In 1987, illegal development and unchecked sprawl had become such a problem that the government launched an audit report on abuses under the Small House Policy. Regular news investigations - including one published on April 27 by China Daily - tell of villagers who must pay bribes to village leaders before they can build their houses.
According to data from the Development Bureau, around 36,000 small houses have been built since the policy was introduced, a number that grows by nearly 1,000 every year. Since the placement of houses within village boundaries is unregulated, new home construction often causes environmental destruction. Some of the negative environmental effects include "village encroachment on fung shui woodlands, loss of wetland habitat within or around villages, pollution of rivers and streams, dumping of construction waste and building of illegal roads," says Hopkinson.
But many are willing to overlook the damage caused by village houses for one reason: money. Government tax documents suggest that it costs around HK$1.5 million to build a small house; if sold as a single unit, they can fetch more than HK$8 million in many areas - and often more than HK$20 million in popular areas with sea views, according to property brokers in Sai Kung. With those kinds of profits, many villagers simply flip their houses as soon as they are built, a trend documented in the government's 1987 audit and a follow-up report in 2002. Houses are often built to luxurious standards, sometimes with illegal additions like swimming pools, according to ombudsman Lai's recent report.

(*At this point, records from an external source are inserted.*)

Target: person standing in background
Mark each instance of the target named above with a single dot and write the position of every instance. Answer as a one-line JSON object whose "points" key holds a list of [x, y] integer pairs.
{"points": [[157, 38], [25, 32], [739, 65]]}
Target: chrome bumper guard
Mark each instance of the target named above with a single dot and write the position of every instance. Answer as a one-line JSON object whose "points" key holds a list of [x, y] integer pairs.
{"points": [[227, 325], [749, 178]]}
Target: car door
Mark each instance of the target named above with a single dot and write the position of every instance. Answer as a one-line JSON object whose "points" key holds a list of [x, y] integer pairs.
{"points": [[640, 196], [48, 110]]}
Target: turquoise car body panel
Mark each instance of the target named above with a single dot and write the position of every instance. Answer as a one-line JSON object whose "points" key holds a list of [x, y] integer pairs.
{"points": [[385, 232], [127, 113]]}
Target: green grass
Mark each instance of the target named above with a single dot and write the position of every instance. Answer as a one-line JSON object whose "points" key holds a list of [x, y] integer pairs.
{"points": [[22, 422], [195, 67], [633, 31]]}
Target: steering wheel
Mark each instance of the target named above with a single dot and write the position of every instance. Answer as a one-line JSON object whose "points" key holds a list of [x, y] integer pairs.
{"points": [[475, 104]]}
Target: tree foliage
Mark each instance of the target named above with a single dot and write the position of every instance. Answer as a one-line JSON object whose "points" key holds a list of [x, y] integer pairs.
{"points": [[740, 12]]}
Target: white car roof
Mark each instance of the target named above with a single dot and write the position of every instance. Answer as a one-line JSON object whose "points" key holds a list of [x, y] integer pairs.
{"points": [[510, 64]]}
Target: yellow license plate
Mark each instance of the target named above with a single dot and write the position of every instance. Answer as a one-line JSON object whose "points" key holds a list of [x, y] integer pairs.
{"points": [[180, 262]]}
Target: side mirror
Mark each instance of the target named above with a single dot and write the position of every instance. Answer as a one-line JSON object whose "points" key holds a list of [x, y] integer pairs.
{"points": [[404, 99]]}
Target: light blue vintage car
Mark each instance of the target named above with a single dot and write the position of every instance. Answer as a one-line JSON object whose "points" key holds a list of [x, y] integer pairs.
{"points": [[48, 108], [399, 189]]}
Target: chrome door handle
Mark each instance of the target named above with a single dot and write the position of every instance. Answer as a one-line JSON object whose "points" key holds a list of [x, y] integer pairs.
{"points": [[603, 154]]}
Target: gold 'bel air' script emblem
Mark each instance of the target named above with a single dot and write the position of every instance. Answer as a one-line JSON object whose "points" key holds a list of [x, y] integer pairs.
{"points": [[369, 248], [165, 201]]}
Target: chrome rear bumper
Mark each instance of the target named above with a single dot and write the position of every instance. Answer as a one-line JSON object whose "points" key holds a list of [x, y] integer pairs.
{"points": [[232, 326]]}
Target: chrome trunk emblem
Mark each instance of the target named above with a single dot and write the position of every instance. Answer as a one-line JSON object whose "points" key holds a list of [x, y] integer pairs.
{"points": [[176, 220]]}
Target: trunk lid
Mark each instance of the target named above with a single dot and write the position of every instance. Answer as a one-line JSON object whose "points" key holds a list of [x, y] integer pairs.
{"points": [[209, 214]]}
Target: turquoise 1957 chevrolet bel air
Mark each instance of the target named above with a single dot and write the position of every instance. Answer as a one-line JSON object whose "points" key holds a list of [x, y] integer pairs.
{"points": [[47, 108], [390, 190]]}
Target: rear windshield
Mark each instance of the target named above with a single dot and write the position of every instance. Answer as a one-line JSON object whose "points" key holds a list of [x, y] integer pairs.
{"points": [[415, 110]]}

Despite well-documented instances of illegal construction, corruption and speculative development, however, nothing has been done to reform the Small House Policy. In its 2003 report, Civic Exchange explored several options, including a freeze on village boundaries, banning the resale of small houses to non-villagers, reducing the size of small houses, introducing high-rise village development, creating centralized, master-planned hubs of small house development and repealing the policy outright.
But first, says Hopkinson, there needs to be an open public discussion on how to reform the policy.
"Our recommendations then are just as relevant now," she says.
"Develop an inclusive and public process for key stakeholders to review the policy, see whether the original (policy) objectives are still valid, decide what the objectives for villages should be and what options can best meet those objectives. This should not be a closed discussion between government and the Heung Yee Kuk, who have obvious vested interests in maintaining the policy. This is an issue of relevance to all Hong Kong people."
That is easier said than done. The Heung Yee Kuk maintains a seat on the government's Executive Council, which gives it hefty political leverage, and it has so far resisted any change to the policy. For the time being, the government has promised only to undertake an open-ended review of the policy.
"Any major change would entail complex legal, land use and planning issues which require careful examination," says a spokesperson for the Development Bureau.
Critics of the policy are doubtful that there will be any significant change in the near future.
"In the current climate, there's zero chance of that happening," says Roger Nissim.
"When the panic comes because all the land is used up, what is going to happen?"
The land has already run out in Tai Po Tsai. Hemmed in by the University of Hong Kong and private residential development on three sides, it has little room left to expand, and the wait for a small house application to be approved can drag on for decades.
Sam Wan left Tai Po Tsai in the 1990s. He now lives in Canada and he rents out part of his village house to an expatriate family. Though his two sons are now eligible to apply for a small house, he is wary of the situation the Small House Policy has created.
"There's so many descendants, the policy has become impractical," he says.
"Maybe the next government will do something concrete about it. It's now quite a mess."